# Bilbao or Santander???



## 93171 (May 1, 2005)

Hi, I am heading off on our European trip in four weeks time..... looking into ferries from Portsmouth to Bilbao/Santander.....all quite expenxive...anyone use a specific company..and any thoughts on both of thise routes???
Many thanks


----------



## 107990 (Oct 30, 2007)

My thoughts, there both hugely expensive and i would rather spend the money and time in France on route to Spain or Portugal


----------



## cabby (May 14, 2005)

Me too. a much more relaxed time to be had cruising down through France.a lot cheaper as well.if you are not a good sailor take the tunnel.

cabby


----------



## MalanCris (Apr 2, 2007)

Have used the Plymouth/Santander (and Portsmouth/Santander) route on many occasions, it is shorter than the Bilbao route but as said previously, both are expensive and unless I needed to get there quickly I also prefer the meander down through France.


----------



## pneumatician (May 1, 2005)

*Bilbao*

We have traveled the P & O Bilbao route several times when on a motorcycle.
Its a great intro to the holiday having time to chill out on the boat, sort of a mini cruise with reasonable food and entertainment.
Saw whales on our last trip. Bibao is good for South of France.
We have done this and also toured the Pecos, Costa Verde and the pilgrims route to Santiago.

Sadly we find the prices to high to justify taking the van by this route but if you have the money I would go for it.

Steve


----------



## 93171 (May 1, 2005)

Thanks for advice....having to take ferry as first leg of trip we need to be in Faro wihtin 10 days..rather than rush going through France etc..thought we could amble down nice and slowly.... think it works out to be around £340...was speaking to a friend who said they drove it adn worked out with ferry and petrol to nirthern spain, it worked out to be around £280??
Hope taht all makes sense!!


----------



## thieawin (Jun 7, 2006)

Santander

newer boat, only 18 hours and you arrive in Spain relaxed for an onward drive. Also they take dogs in purpose built kennels

Bilbao the boat is old, it takes 36 hours so 2 nights trapped on board, no dogs

Logistically not much in it when you arrive for onward destination

You save by not being tired and you save tolls and fuel. The fuel alone saved by arriving northen spain at 20mpg is about 500 Euros (return) plus another 100 each way in tolls, minimum. So at €1.20 = £1.00 (after charges, commisions and cheat rates) thats £580 off the fare.

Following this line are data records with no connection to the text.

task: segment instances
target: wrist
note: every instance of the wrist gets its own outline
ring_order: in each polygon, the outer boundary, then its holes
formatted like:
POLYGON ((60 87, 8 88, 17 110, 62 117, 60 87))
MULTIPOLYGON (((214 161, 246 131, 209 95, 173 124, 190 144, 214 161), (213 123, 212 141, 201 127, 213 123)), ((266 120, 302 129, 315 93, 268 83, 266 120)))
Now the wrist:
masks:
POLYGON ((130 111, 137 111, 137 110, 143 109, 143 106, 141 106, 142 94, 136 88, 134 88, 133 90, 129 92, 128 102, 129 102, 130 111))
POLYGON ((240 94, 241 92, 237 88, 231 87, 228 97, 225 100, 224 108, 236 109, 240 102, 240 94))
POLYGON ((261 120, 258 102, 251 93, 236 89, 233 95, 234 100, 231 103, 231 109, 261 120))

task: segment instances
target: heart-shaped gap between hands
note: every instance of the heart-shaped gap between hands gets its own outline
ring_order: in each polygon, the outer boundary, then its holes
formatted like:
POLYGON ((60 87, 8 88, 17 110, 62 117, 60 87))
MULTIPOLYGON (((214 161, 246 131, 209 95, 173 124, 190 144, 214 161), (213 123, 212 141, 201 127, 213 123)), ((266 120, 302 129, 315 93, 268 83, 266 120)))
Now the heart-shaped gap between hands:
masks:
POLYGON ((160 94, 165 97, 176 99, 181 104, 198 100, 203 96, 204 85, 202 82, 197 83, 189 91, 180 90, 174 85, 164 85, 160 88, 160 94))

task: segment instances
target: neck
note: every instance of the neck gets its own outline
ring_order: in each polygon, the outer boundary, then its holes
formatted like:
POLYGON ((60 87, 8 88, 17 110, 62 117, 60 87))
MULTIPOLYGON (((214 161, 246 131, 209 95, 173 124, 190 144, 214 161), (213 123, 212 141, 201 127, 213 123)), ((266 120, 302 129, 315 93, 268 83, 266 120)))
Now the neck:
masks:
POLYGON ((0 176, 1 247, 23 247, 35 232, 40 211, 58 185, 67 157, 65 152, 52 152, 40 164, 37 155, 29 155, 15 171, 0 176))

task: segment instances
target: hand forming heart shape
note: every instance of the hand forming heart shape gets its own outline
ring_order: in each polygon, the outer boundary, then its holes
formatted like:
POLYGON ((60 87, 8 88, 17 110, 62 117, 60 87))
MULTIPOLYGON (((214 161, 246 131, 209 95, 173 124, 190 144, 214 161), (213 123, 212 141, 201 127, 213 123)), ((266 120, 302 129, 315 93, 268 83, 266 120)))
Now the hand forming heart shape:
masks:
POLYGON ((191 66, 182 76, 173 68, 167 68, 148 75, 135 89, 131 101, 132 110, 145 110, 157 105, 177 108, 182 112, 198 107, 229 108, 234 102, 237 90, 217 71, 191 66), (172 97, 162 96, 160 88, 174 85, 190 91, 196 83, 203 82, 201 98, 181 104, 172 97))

If you only have a fortnight it makes sense. You can arrive anywhere in Spain more relaxed not worn out by 800 miles driving, ditto returning.

I sometimes go overnight to St Malo and straight down west cost france. That also means a relaxed night and a good start. I can be in Barcelona by 21.00

If going for longer I do do short sea crossings

My typical journey is leave home 06.30, go to docks, boat 4 hours, drive to either Portsmouth for St Malo or Dover/Folkstone for short sea/tunnel. Cross to St malo overnight and arrive 08.00 or cross to France late evening and stop near coast overnight.

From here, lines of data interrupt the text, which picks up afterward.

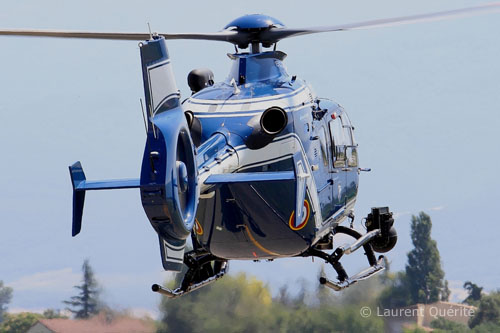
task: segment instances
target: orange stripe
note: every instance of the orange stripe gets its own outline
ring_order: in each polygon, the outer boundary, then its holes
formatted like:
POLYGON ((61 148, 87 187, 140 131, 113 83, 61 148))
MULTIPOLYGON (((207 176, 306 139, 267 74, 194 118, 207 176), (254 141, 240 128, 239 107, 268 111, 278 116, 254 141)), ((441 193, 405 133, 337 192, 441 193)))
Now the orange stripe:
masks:
POLYGON ((260 245, 259 242, 257 242, 257 240, 253 237, 252 233, 250 232, 250 229, 248 228, 247 225, 244 225, 243 226, 245 228, 245 230, 247 231, 247 234, 248 234, 248 237, 250 237, 250 240, 252 241, 252 243, 257 246, 262 252, 265 252, 267 254, 270 254, 270 255, 273 255, 273 256, 280 256, 279 253, 275 253, 275 252, 272 252, 272 251, 269 251, 268 249, 266 249, 265 247, 263 247, 262 245, 260 245))
POLYGON ((293 225, 293 222, 294 222, 294 217, 295 217, 295 211, 292 212, 292 214, 290 215, 290 219, 288 219, 288 226, 290 227, 290 229, 294 230, 294 231, 297 231, 297 230, 300 230, 300 229, 303 229, 306 225, 307 225, 307 221, 309 221, 309 215, 311 213, 311 207, 309 206, 309 201, 307 200, 304 200, 304 206, 306 208, 306 218, 304 220, 304 222, 302 222, 297 228, 293 225))
POLYGON ((196 232, 196 234, 197 234, 198 236, 203 235, 203 228, 201 227, 201 224, 200 224, 200 222, 198 221, 198 219, 194 219, 194 223, 195 223, 195 226, 194 226, 194 231, 196 232))

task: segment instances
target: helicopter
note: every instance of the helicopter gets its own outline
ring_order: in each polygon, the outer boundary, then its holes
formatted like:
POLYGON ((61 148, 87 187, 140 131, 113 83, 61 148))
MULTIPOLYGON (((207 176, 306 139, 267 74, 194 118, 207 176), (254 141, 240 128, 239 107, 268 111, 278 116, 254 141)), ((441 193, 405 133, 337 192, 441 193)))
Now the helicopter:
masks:
POLYGON ((141 177, 91 182, 81 164, 73 164, 73 236, 81 229, 86 191, 139 188, 159 235, 163 267, 188 267, 180 288, 153 286, 169 297, 222 277, 228 260, 317 256, 338 274, 337 281, 325 277, 320 282, 336 290, 376 274, 383 260, 374 257, 374 250, 387 252, 397 239, 391 213, 387 207, 372 209, 364 235, 341 225, 354 218, 358 174, 368 171, 358 167, 353 126, 340 105, 318 98, 304 81, 287 74, 286 55, 276 44, 302 34, 411 23, 496 6, 312 29, 287 29, 274 18, 250 15, 213 34, 26 32, 145 40, 140 51, 148 138, 141 177), (165 45, 165 39, 180 38, 236 46, 229 78, 215 83, 210 71, 192 72, 188 81, 193 95, 183 102, 165 45), (240 52, 248 47, 249 52, 240 52), (338 233, 356 241, 327 254, 324 250, 333 250, 338 233), (184 253, 190 237, 194 249, 184 253), (360 247, 369 268, 348 276, 340 258, 360 247))

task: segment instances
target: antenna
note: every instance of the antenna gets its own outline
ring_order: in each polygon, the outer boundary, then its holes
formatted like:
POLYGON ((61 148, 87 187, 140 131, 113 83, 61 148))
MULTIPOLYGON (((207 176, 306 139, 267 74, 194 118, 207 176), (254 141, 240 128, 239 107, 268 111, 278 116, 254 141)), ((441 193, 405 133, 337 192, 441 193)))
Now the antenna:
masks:
POLYGON ((153 33, 151 32, 151 26, 149 25, 149 22, 148 22, 148 30, 149 30, 149 39, 153 39, 153 33))
POLYGON ((238 95, 241 92, 240 88, 238 88, 238 85, 236 84, 236 80, 234 79, 234 77, 231 79, 231 82, 229 82, 229 84, 234 88, 233 95, 238 95))
POLYGON ((144 114, 144 105, 142 104, 142 98, 139 98, 141 102, 142 119, 144 120, 144 128, 146 129, 146 135, 148 135, 148 124, 146 121, 146 114, 144 114))
POLYGON ((154 113, 153 113, 153 106, 151 104, 149 105, 149 116, 151 117, 151 126, 153 126, 153 136, 156 139, 156 129, 155 129, 155 124, 153 123, 154 113))

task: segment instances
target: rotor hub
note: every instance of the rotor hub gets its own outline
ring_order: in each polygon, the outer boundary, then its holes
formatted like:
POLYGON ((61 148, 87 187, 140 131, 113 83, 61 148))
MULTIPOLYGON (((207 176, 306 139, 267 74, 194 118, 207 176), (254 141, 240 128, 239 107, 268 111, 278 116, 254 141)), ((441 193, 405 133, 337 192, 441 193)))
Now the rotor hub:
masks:
POLYGON ((233 42, 238 47, 245 49, 251 44, 251 52, 260 53, 261 44, 263 47, 271 47, 272 44, 276 43, 273 40, 263 40, 262 33, 275 28, 283 29, 284 27, 285 25, 274 17, 263 14, 250 14, 231 21, 224 27, 224 30, 238 33, 240 38, 233 42))
POLYGON ((285 25, 274 17, 263 14, 250 14, 238 17, 224 27, 224 30, 259 31, 270 28, 284 28, 285 25))

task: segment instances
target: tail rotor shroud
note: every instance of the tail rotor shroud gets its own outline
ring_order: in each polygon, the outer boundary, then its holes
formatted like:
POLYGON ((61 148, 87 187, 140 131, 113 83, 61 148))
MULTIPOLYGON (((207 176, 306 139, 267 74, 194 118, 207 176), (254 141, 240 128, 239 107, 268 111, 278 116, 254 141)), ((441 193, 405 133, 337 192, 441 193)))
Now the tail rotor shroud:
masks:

If doing Plymouth I set off at 18.00 get boat to England and then drive overnight to Plymouth, departure is normally mid day, so I can rest up before boarding

If you do go Brittany Fereries do join their owners abroad club. You will save more than it costs on your first trip.

So apart from high saeson weekends and using offers nad or owners club discount I reckon after looking at cost of fuel and tolls and as long as you have a basic cabin (still with loo and shower) the trip is free.

I have had best cabin and gone on peak wekends and then it has cost £1,000, so net £400, and worth every penny for not being shattered upon arrival.

Finally it is a nice way to start and finish the break

NB do check, last time I wwemt P&O there were 600 Hells Angels and ctheir bikes on way to a biking festival in Portugal. I am used to bikers and bike fesrtivals in the IOM but they saw it as a 36 hour non stop booze cruise and I was worried at the end about safety


----------



## Blueflag (May 16, 2007)

Plus points,
From cheshire I find it an easier drive to the ferry at plymouth than Dover.
Nice relaxing cruise.
Wake up in Spain.
Quicker if time is precious.
Not filling my van up with diesel once a day en route to Spain.

Minus points
only the one.....it's bloody expensive! (Motorhome and trailer in July £1500 return!!)
I have also done this trip on the motorbike and it is a lovely way to start the holiday.


----------



## 107990 (Oct 30, 2007)

500 euro in fuel through france ?, no way. Tops 150 and 20 euro on tolls.


----------



## Chausson (Oct 17, 2006)

Hi
I'm with Dollaryen on this no way €500 to get there in fuel.


----------



## 109334 (Jan 20, 2008)

we are thinking of doing the santander trip in december this year we want to go for about 90 days so returning end of march anyone know what the drive down and back thru spain is likely to be and ferry crossing ( i know it can be a bit hit and miss ) we drove down in oct 2006 thru france and back in march 2007 by the time we had paid diesel and tolls it would not have been to much to go on said ferry . we want to go back down to mojacar and its just finding the best travelling times weather price etc ..cheers


----------



## cavaqueen (Mar 27, 2006)

Hi there, 

We have travelled from Plymouth to Santander three times, and are doing so again on the 12th of April, we love the ferry and think of it as part of our holiday. 

We worked it out in comparison to Dover Calais and driving and yes, the Santander crossing is more expensive, but when you add up tolls, camping fees and fuel, there isn't much difference. 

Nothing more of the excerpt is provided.